L’art. 34 al. 1 CPC correspond actuellement à l’art. 19 par. 2 let. a CL 2007. Celui-ci est une réplique de l’art. 19 par. 2 let. a du règlement de l’Union européenne n° 44/2001 concernant la compétence judiciaire, la reconnaissance et l’exécution des décisions en matière civile et commerciale, du 22 décembre 2000. Il s’ensuit que les critères déterminants dans l’application de ces dispositions de droit international peuvent être pris en considération aussi dans l’interprétation de l’art. 34 al. 1 CPC.
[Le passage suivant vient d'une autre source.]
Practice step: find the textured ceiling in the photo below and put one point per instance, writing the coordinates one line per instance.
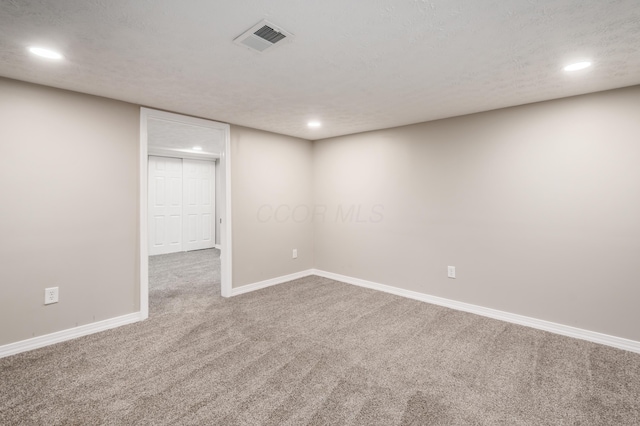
(355, 65)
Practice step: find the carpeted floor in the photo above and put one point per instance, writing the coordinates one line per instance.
(313, 352)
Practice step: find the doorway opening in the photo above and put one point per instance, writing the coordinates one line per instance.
(169, 135)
Selon la jurisprudence topique de la Cour de justice de l’Union européenne, le lieu où un travailleur accomplit habituellement son travail est celui dans lequel, ou à partir duquel ce travailleur s’acquitte en fait de l’essentiel de ses obligations à l’égard de son employeur, cela parce que c’est à cet endroit que le travailleur peut à moindres frais intenter une action judiciaire à son employeur et que le juge de ce lieu est le plus apte à trancher la contestation relative au contrat de travail (CJUE, arrêt C-168/16 du 14 septembre 2017, § 58). Lorsque l’activité fournie est dispersée ou répartie entre plusieurs lieux, le for se trouve en principe dans celui où le travailleur est occupé pendant la majeure partie de son temps de travail (CJUE, arrêt C-37/00 du 27 février 2002, § 50), à moins qu’un autre de ces lieux ne présente un rapport suffisamment stable et intense avec l’objet du litige pour qu’il doive être considéré comme un lieu d’attache prépondérant (même arrêt, § 55). Lorsque plusieurs lieux d’occupation revêtent une importance égale, il n’existe pas de compétence concurrente entre eux et aucun ne fonde la compétence d’un tribunal (§§ 55 et 57). Une part du temps de travail globalement majoritaire dans le lieu envisagé, voire supérieure à soixante pour cent du temps de travail total, est nécessaire; à défaut, il n’existe pas de lieu habituel de l’activité convenue et pas de for correspondant. Une durée d’occupation minoritaire mais comparativement plus importante dans le lieu envisagé, par rapport aux durées d’occupation dans d’autres lieux, n’est concluante que si ce lieu revêt une importance particulière dans la relation de travail.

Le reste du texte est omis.